# Wood for chicken



## pg77 (Aug 15, 2020)

Good morning all,  whenever I smoke a whole chicken I’ve used a hickory/cherry mix or the Traeger signature blend.  Always comes out great. Looking to try something  different this weekend. Any suggestions on what other wood or combos work good?


----------



## Chasdev (Aug 15, 2020)

Hard to beat that Traegar mix, it gives off a lovely smell as it burns..
How about any fruit wood, apple, peach etc..
Chicken picks up smoke flavor pretty easy so I go light on smoke with it.
These days I mostly use charcoal briquettes naked as the flavor profile matches my tastes.
After that is, marinating in jerk seasoning for a week (frozen)...


----------



## TNJAKE (Aug 15, 2020)

Pecan is my favorite


----------



## smokin peachey (Aug 15, 2020)

The sweet smell of apple wood is hard to beat.


----------



## BandCollector (Aug 15, 2020)

I prefer Apple but any fruit wood would do just fine.

John


----------



## chopsaw (Aug 15, 2020)

Apple for me too .


----------



## SmokinAl (Aug 15, 2020)

I’ve been using oak & hickory for years, but recently started using mesquite.
We just love it mixed in with the hickory.
Al


----------



## jcam222 (Aug 15, 2020)

smokin peachey said:


> The sweet smell of apple wood is hard to beat.

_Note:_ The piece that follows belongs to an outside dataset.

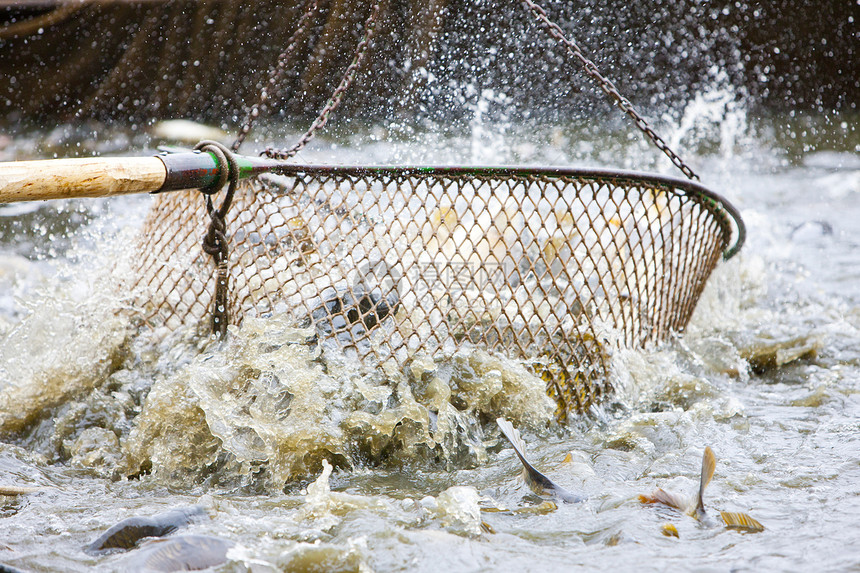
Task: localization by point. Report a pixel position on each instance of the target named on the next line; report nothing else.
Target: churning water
(106, 424)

I am all about apple wood for chicken too. I usually use Apple and mix in a chunk or two of cherry for color.


----------



## smokin peachey (Aug 15, 2020)

jcam222 said:


> I am all about apple wood for chicken too. I usually use Apple and mix in a chunk or two of cherry for color.

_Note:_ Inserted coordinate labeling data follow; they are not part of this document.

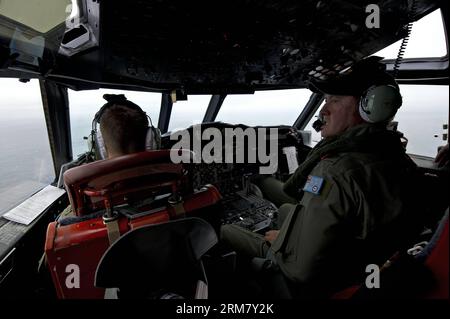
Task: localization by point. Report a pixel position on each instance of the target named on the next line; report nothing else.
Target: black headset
(95, 140)
(379, 103)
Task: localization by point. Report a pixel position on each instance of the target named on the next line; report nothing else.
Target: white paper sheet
(31, 208)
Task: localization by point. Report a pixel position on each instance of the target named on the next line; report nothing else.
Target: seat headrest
(141, 170)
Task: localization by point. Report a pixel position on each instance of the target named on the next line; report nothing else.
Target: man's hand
(271, 235)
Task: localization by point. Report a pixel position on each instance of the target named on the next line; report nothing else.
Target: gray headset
(379, 103)
(95, 140)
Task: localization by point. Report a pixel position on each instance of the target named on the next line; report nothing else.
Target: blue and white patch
(313, 184)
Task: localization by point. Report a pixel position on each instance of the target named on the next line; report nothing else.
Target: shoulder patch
(313, 184)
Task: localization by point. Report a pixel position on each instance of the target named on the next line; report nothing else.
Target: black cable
(401, 51)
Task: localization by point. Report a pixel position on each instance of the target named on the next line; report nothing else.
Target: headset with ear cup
(95, 140)
(379, 103)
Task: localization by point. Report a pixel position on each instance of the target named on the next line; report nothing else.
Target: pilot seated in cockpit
(353, 197)
(124, 130)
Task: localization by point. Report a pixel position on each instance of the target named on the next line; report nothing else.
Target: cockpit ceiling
(233, 45)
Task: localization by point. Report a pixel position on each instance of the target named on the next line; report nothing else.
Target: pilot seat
(111, 197)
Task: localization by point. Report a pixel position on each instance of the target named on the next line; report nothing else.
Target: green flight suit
(359, 214)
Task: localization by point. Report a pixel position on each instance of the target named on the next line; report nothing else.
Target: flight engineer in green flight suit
(351, 202)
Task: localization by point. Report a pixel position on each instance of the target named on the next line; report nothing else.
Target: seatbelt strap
(112, 227)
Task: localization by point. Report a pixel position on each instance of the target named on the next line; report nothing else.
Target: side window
(84, 104)
(422, 116)
(187, 113)
(26, 164)
(275, 107)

If you need more Apple stop in I have  lots of extra. I’m sure there is an orchard closer but if you are up for a road trip let me know.


----------



## chilerelleno (Aug 15, 2020)

Hickory/cherry is a favorite here too, but I also like hickory/mesquite.
Or any fruit wood alone or in combo, apple and cherry are the woods I keep ready.
Don't care for oak with fowl, and my family doesn't like pecan at all.


----------



## daspyknows (Aug 15, 2020)

I like maple with apple or cherry.  I can only get maple chunks so once the new offset arrives I will get back to experimenting.


----------



## smokin peachey (Aug 15, 2020)

daspyknows said:


> I like maple with apple or cherry.  I can only get maple chunks so once the new offset arrives I will get back to experimenting.

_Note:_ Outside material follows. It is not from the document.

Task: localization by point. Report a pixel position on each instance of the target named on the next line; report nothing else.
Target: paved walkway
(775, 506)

How many hour until it arrives? I figured you have an offset countdown going!


----------



## cansmoke (Aug 15, 2020)

Hickory or maple or Jack Daniels wood chips or some combo of these


----------



## pg77 (Aug 16, 2020)

Thanks for all the input guys. Just put them in the smoker. Going with Apple pellets


----------



## daspyknows (Aug 16, 2020)

Brining two birds now for smoking in a few hours.  Going to spatchcock and smoke over maple and apple.


----------



## pg77 (Aug 16, 2020)

Sounds good. I get these at Costco. No need to brine these, come out moist and juicy every time.


----------



## daspyknows (Aug 16, 2020)

smokin peachey said:


> How many hour until it arrives? I figured you have an offset countdown going!




Scheduled to ship late this week.  Using the Weber until then.


----------